Wednesday, August 8, 2012

Gun Logic Part 5 - You Can't Control Guns, So Don't

People who like guns say the U.S. shouldn't enact stronger gun control laws because the weak gun control laws that we have don't work. The basic premise, that gun control laws don't work, is questionable. Our experience with gun laws indicates just the opposite. In states where people aren't allowed to carry concealed weapons, hardly anyone does. In states that barely control guns at all, lots of people have guns, and lots of people get shot. When there was a ban on assault weapons, hardly any such weapons were in circulation. As soon as the ban was lifted, gun dealers reported that they sold large numbers of the weapons.

Obviously gun lovers know that gun control laws can work. If gun lovers really thought that gun control laws didn't work they wouldn't care if we passed all the laws we could think of, because they would still be able to get and carry all the weapons they wanted.

Gun lovers argue that gun control laws only keep law abiding citizens from getting guns. That wasn't the case with the assault weapon ban. It kept just about everyone from getting the guns. Sure, a few of the banned weapons slipped through the cracks. No law is perfectly enforced. But we haven't gotten rid of stop signs just because some drivers don't always stop at them. Instead, we try to educate people about the importance of obeying the law, and we step up enforcement when we see that there is a problem.

The gun lovers also oppose gun laws because they believe that every such law is simply a step towards totally banning all guns. Because of this opposition, laws that would prevent accidental shootings of children by requiring safe storage of guns have been blocked, laws that would reduce the number of impulsive shootings by requiring waiting periods for buying guns have been blocked, and laws that would prevent defective guns from unintentionally discharging have been blocked. In their zeal to stymie laws that would make guns more safe, gun lobbyists have put their own lives and their family's lives at risk.

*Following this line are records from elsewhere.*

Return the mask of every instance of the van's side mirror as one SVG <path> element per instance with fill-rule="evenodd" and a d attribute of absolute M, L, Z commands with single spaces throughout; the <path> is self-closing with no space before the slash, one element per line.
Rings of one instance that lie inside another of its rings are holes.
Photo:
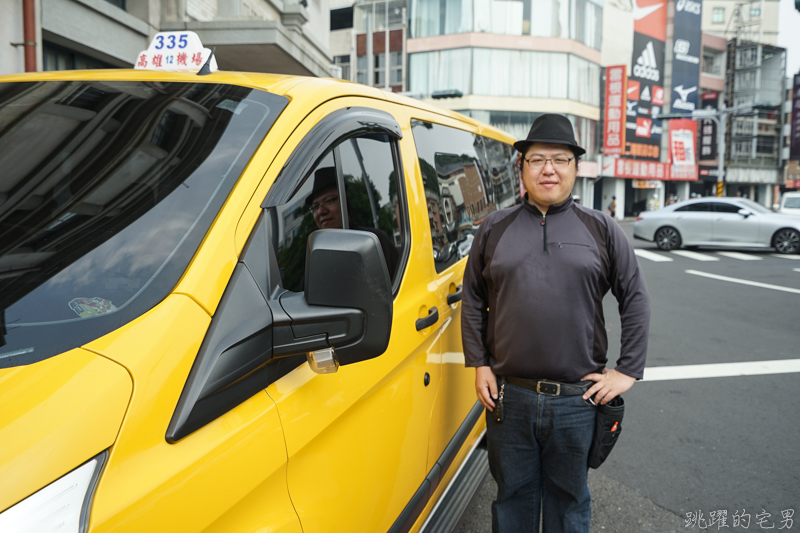
<path fill-rule="evenodd" d="M 354 342 L 337 345 L 329 339 L 339 364 L 366 361 L 386 351 L 392 329 L 392 285 L 377 236 L 356 230 L 315 231 L 308 238 L 305 275 L 310 309 L 341 307 L 364 314 L 361 335 Z"/>

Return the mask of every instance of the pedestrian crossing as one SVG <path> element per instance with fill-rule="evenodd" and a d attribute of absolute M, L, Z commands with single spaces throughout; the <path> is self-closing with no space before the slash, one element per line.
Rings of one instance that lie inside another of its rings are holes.
<path fill-rule="evenodd" d="M 652 261 L 653 263 L 669 263 L 675 260 L 675 256 L 691 259 L 692 261 L 712 262 L 723 259 L 733 259 L 736 261 L 762 261 L 765 257 L 778 257 L 789 261 L 800 261 L 800 255 L 765 254 L 764 252 L 743 253 L 728 251 L 704 251 L 694 252 L 691 250 L 672 250 L 670 252 L 645 250 L 635 248 L 634 253 L 640 259 Z M 794 269 L 800 271 L 800 269 Z"/>

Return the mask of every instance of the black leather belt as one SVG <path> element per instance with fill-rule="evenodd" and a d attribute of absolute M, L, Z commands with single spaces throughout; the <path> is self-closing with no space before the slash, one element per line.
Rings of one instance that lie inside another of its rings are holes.
<path fill-rule="evenodd" d="M 530 389 L 539 394 L 546 396 L 578 396 L 584 394 L 592 386 L 592 383 L 584 385 L 573 385 L 571 383 L 559 383 L 558 381 L 550 381 L 547 379 L 525 379 L 525 378 L 505 378 L 506 381 L 516 385 Z"/>

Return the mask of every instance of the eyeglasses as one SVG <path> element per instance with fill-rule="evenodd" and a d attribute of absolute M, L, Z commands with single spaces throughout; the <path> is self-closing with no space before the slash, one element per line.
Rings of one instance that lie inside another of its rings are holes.
<path fill-rule="evenodd" d="M 574 157 L 570 157 L 569 159 L 566 157 L 554 157 L 552 159 L 545 159 L 543 157 L 532 157 L 530 159 L 526 159 L 525 161 L 528 162 L 530 166 L 533 168 L 541 168 L 547 164 L 548 161 L 553 163 L 555 168 L 566 168 L 569 166 L 570 161 L 575 159 Z"/>
<path fill-rule="evenodd" d="M 319 211 L 320 207 L 325 207 L 325 209 L 333 209 L 333 206 L 339 203 L 339 196 L 328 196 L 327 198 L 323 198 L 318 202 L 314 202 L 311 204 L 311 207 L 308 208 L 309 213 L 314 214 Z"/>

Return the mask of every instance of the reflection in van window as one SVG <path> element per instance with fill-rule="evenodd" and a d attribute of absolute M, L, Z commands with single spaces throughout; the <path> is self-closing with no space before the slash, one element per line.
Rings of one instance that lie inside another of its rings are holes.
<path fill-rule="evenodd" d="M 0 84 L 0 368 L 166 297 L 286 103 L 207 83 Z"/>
<path fill-rule="evenodd" d="M 519 198 L 519 170 L 511 146 L 456 128 L 412 121 L 436 271 L 469 254 L 489 213 Z"/>
<path fill-rule="evenodd" d="M 341 169 L 341 178 L 337 172 Z M 329 152 L 298 192 L 276 209 L 278 266 L 283 287 L 303 290 L 308 236 L 317 229 L 346 228 L 378 237 L 389 277 L 398 273 L 405 236 L 398 172 L 387 135 L 345 140 Z M 346 202 L 340 198 L 344 185 Z"/>

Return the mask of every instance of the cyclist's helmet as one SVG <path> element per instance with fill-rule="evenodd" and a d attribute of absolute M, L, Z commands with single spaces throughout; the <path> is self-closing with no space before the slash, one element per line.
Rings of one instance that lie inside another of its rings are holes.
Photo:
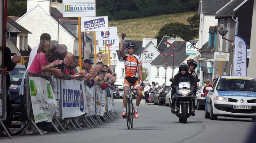
<path fill-rule="evenodd" d="M 179 66 L 179 70 L 180 71 L 181 69 L 185 69 L 186 71 L 188 71 L 188 66 L 187 64 L 183 63 L 181 63 Z"/>
<path fill-rule="evenodd" d="M 128 43 L 127 45 L 126 45 L 126 49 L 128 48 L 128 47 L 134 47 L 134 49 L 135 49 L 135 44 L 132 42 L 130 42 Z"/>
<path fill-rule="evenodd" d="M 197 63 L 196 63 L 196 62 L 194 60 L 190 61 L 189 63 L 188 63 L 188 67 L 190 67 L 190 65 L 192 64 L 194 65 L 195 68 L 196 68 L 196 67 L 197 67 Z"/>

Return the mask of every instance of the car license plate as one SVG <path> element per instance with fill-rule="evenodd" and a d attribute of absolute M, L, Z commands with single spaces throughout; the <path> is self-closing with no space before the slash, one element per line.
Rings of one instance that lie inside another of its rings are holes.
<path fill-rule="evenodd" d="M 233 109 L 252 109 L 252 106 L 250 105 L 233 105 Z"/>

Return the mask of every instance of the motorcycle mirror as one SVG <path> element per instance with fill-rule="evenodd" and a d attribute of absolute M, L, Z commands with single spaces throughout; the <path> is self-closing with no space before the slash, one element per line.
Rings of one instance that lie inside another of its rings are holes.
<path fill-rule="evenodd" d="M 174 81 L 174 80 L 173 78 L 170 78 L 170 81 L 171 82 L 173 82 Z"/>

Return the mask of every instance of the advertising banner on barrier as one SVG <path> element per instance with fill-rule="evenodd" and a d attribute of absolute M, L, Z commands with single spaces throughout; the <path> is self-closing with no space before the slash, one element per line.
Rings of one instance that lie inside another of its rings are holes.
<path fill-rule="evenodd" d="M 103 116 L 106 112 L 106 92 L 98 85 L 95 86 L 96 95 L 96 114 L 97 115 Z"/>
<path fill-rule="evenodd" d="M 39 77 L 29 77 L 29 80 L 35 122 L 52 121 L 57 103 L 50 81 Z"/>
<path fill-rule="evenodd" d="M 87 86 L 85 86 L 85 95 L 86 95 L 86 110 L 87 114 L 86 116 L 93 116 L 95 115 L 95 98 L 94 94 L 94 88 L 90 88 Z"/>
<path fill-rule="evenodd" d="M 82 115 L 86 112 L 85 90 L 83 81 L 61 80 L 62 117 Z"/>

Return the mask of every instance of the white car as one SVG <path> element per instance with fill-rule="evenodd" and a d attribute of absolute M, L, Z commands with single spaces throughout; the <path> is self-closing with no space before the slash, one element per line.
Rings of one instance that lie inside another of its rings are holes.
<path fill-rule="evenodd" d="M 204 109 L 205 105 L 205 94 L 204 93 L 204 86 L 199 87 L 196 91 L 195 104 L 198 110 Z"/>
<path fill-rule="evenodd" d="M 204 116 L 216 120 L 218 116 L 252 118 L 256 121 L 256 78 L 221 76 L 216 80 L 206 98 Z"/>

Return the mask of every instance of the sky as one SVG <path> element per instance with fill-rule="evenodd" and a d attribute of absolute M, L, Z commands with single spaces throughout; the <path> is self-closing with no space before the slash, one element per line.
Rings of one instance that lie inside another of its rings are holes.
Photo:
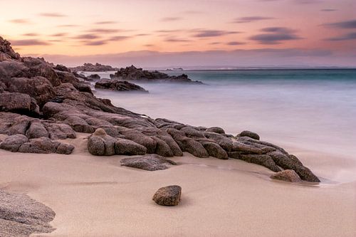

From a political viewpoint, the gun lobby's strategy has been to force gun safety advocates to work for every advance, and then, when the public's furor over some shooting tragedy has died down, to try to repeal whatever gun control laws got passed and make the gun control side work for that same law all over again. It is the equivalent of forcing an enemy to keep fighting for control of a hill. It exhausts and discourages the opposition and results in a stalemate where neither side wins. In the context of the gun control debate, this war of attrition has resulted in maintenance of the status quo, which means almost no control over guns.

The argument that gun laws don't work is directly contrary not just to the concept that the government should strive to make laws that represent the will of the people and further their general welfare, it is a rejection of the whole idea of work. “If at first you don't succeed, try, try again” is replaced by “Give up, don't bother, what's the use?”

The most peculiar argument that the gun lovers make is that we don't need more gun laws, we just need to punish people who use guns to commit crimes. They assert that tough sentencing will discourage people from using guns to commit crimes. Isn't that pretty much admitting that gun control can work?